MEHMET BEKAROĞLU (İstanbul) - Bu "Türkiye Büyük Millet Meclisi bir şey değildir." demektir, Türkiye Büyük Millet Meclisine kafa tutmaktır, millete kafa tutmaktır değerli arkadaşlarım. Bunun üzerine bu Cumhurbaşkanı Yardımcısını Cumhurbaşkanına şikâyet ediyorum ve bir basın toplantısı yapıyorum, yaparken diyorum ki: Sayın Cumhurbaşkanı Yardımcısının yaptığı bu iş milletle alay etmektir, milletvekiliyle alay etmektir, Meclisi yok saymaktır, doğru değildir, bu hadsizliktir, haddini aşıyor. Daha da devam ediyorum: Hani siz vesayetle mücadele ediyordunuz, en büyük vesayetçi Kenan Evren gibi davranmaya başladınız, ne farkınız kaldı diyorum.

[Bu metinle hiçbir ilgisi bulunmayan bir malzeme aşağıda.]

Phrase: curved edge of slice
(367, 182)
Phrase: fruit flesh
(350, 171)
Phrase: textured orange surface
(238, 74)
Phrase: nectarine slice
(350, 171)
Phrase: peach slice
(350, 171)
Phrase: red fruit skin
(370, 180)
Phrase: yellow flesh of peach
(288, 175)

Sayın Meclis Başkan Vekili, size söylüyorum: Bunun üzerine bana hem tazminat davası açıyor hem de ceza davası açıyor kamu görevlisine hakaretten. Anayasa geçerli mi değil mi, bana bir şey söyleyin. Mecliste denetim görevimi yaparken söylediğim sözlerden dolayı Anayasa madde 83 "Türkiye Büyük Millet Meclisi üyeleri, Meclis çalışmalarındaki oy ve sözlerinden, Mecliste ileri sürdükleri düşüncelerden sorumlu tutulamazlar." diyor çok açık ve net. Cumhurbaşkanı Yardımcısı bana dava açıyor, şu anda Karma Komisyonda fezlekem bekliyor ve tazminat davası da açıyor. Ondan sonra da buraya geliyor, oturuyor; biz denetim görevimizi yapacağız, kendisiyle konuşacağız... Dün kendisine de söyledim, muhtemelen burada birkaç tane avukat var, siz bu yolla zengin olmayı kafaya koymuşsunuz, bize dava açacaksınız.

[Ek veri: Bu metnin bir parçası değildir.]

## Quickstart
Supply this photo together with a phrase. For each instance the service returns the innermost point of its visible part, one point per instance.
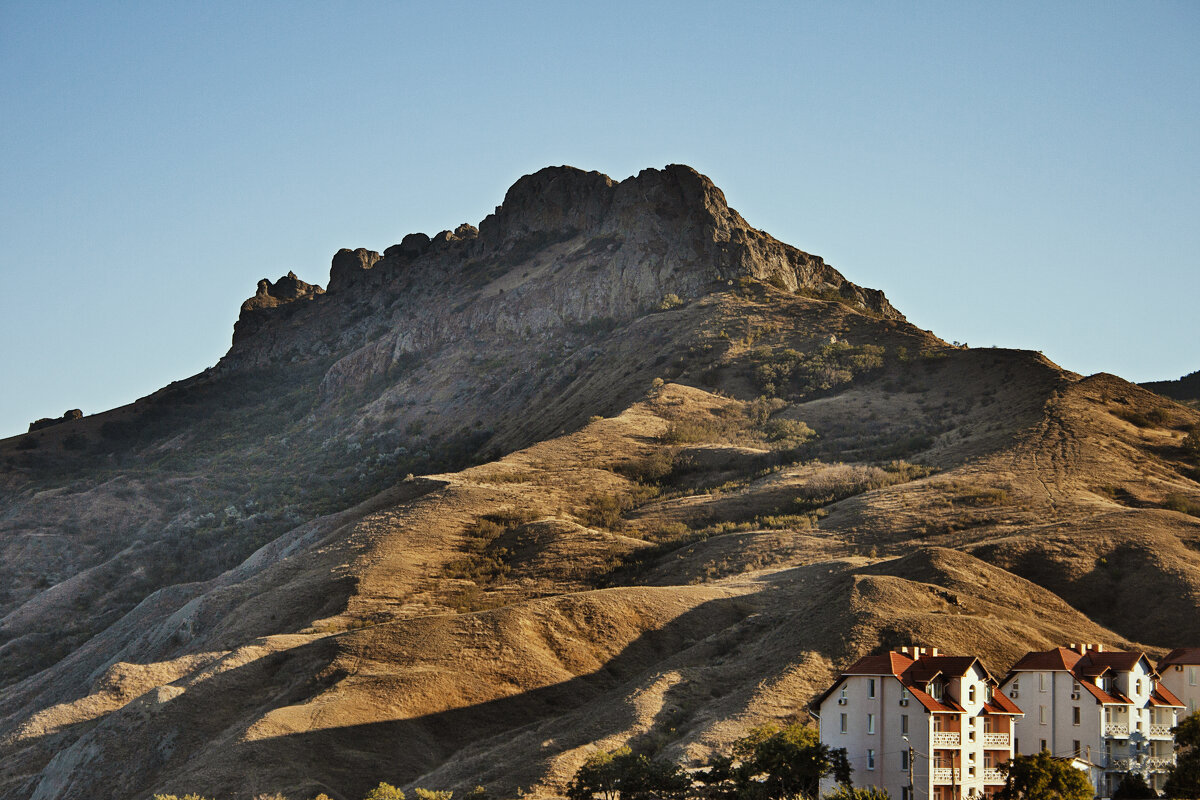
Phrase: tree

Sayın Meclis Başkan Vekilim, şimdi size soruyorum: Bu nasıl bir iştir? Türkiye Büyük Millet Meclisi var mıdır yok mudur? Bakın, bu Cumhurbaşkanı Yardımcısıdır. Cumhurbaşkanı, hâkimlerin ve savcıların bütün özlük haklarıyla ilgili tam yetkili olan kurula -üyeleri atayan kurul- emrediyor Mecliste denetim görevimi yaptığımdan dolayı bana dava açıyor. Bu dava falan değildir, emrediyor savcıya, hâkime, diyor ki: "Bunu cezalandırın -ben hadsiz dedim ya ona- bu hadsizi cezalandırın." Bunlar kabul edilemez değerli arkadaşlarım.

Şimdi, Sayıştayla ilgili birkaç cümle söylemek istiyorum. Değerli arkadaşlarım, Sayıştay sürekli olarak denetim görüşünü değiştirmeyen tespit ve değerlendirmeler diye bir kaçak yol bulmuş. Şimdi bir örnek vereceğim arkadaşlar. Allah için söyleyin bakalım, şunlar gerçekten denetim görüşünü değiştirmeyen tespit ve değerlendirmeler midir? Neyle ilgili? Sağlık Bakanlığıyla ilgili: "Şehir hastanelerine ilişkin yatırımın hizmete alınma ve hizmetlerin yürütülmesi süresince iç kontrol sisteminin oluşturulmaması nedeniyle planlama, iletişim, koordinasyon ve uzmanlaşma eksikliğinden kaynaklanan sorunların yaşanması." Etkilemiyor görüşünü. "İdarece usule uygun olmayan borç üstlenimi taahhüdünde bulunulması ve muhasebeleştirilmesiyle ilgili problemler." Etkilemiyor görüşünü. "Şehir hastanesi sözleşmesinde görevli şirketin sorumluluğuna gidilebilmesi için idareye..."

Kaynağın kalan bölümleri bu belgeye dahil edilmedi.